Well, first of all the King had six wives. As any seriously committed polygamist will tell you that’s not a bad score to rack up if you’re only talking one wife at a time. And the monarch himself was only in his fifties when he shuffled off. I still recall the fates of the heavyweight king’s wives by using the little rhyme that I was taught at school: divorced, beheaded, died, divorced, beheaded, survived. It’s memorable stuff.
Talking of heavyweights, an unhealthy fascination with food is another parallel that Henry Tudor shares with today’s media. Sure, he rocked tights for hunting and warfare but he wasn’t sufficiently worried how he might fit into them – not enough to think twice about giving it all he had when it came to a chow down anyway. It’s no mean feat hitting a 54-inch waist. You have to eat a lot of roast cygnet to get there and that’s as true today as it was in the early 16th century. A doff of the crown to you, my liege.

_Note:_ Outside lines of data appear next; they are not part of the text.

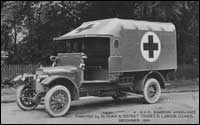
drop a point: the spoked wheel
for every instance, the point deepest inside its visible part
(152, 91)
(57, 101)
(25, 96)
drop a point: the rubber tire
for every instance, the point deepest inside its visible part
(48, 97)
(19, 103)
(149, 82)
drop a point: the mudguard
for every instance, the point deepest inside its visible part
(140, 82)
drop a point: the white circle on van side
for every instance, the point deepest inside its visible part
(150, 46)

The next thing that works for Henry is houses: an appreciation of Tudor architecture is almost inbuilt here in England. Whether it’s Henry’s lavish gaffs such as Hampton Court Palace or Hatfield House, we love the sumptuous style and some serious timber-beam action. And it needn’t be original: the mock-Tudor embellishment is still a beloved architectural theme for footballers and financiers alike.
Another reason behind our collective fascination with Henry VIII is that he was – as we all know – a big fan of simply killing people that displeased him. All great stories need a dash of villainy of exactly this flavour.
A murderous, bellicose, oversized, megalomaniac warrior, gourmand and monarch. You know what? It’s easier than I thought to figure out why Henry VIII is still the talk of the town.